Although TPR has confirmed that the number of requests to reduce contributions aimed at repairing a DB scheme’s deficit is lower than at first predicted, with the impact of COVID-19 on the economy likely to continue to be felt into 2021, there may be further turbulent times ahead for many scheme employers. Trustees should keep themselves primed for all eventualities. TPR has written to trustees of DB schemes to reiterate warnings that they should be alert for signs of employer distress (such as profit warnings, credit downgrades or debt refinancing), to ensure that they are prepared in their thinking and that scheme members are treated equitably in all proceedings.
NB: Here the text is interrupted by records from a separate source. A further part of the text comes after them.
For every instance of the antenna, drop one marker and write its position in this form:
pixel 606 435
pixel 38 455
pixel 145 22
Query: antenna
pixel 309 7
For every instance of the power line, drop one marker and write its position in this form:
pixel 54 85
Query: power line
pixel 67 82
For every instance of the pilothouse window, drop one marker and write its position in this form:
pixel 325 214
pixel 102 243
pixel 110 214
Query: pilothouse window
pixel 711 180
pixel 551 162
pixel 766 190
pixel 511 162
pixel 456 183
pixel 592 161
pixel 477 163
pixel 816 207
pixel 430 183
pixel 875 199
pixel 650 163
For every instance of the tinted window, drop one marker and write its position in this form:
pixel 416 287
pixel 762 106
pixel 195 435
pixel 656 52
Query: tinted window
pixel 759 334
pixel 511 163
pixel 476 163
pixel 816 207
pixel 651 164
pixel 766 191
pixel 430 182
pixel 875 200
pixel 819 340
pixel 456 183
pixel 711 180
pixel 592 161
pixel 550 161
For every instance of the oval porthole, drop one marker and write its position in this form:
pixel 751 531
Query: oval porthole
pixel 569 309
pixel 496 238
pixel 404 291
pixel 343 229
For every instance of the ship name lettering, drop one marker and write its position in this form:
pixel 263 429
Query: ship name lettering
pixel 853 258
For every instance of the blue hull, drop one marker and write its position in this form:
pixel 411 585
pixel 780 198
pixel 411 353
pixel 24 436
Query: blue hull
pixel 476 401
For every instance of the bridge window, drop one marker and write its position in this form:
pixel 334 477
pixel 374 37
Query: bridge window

This messaging was reinforced with new guidance from TPR in November, with TPR setting out its expectations of, and practical recommendations for, trustees facing such scenarios.
Trustees should ensure that they understand their rights and obligations, that they engage with employers as early as possible, and that they access the information and the advice they need. Amongst other things, getting the right advice, managing conflicts and considering privilege will all be vital.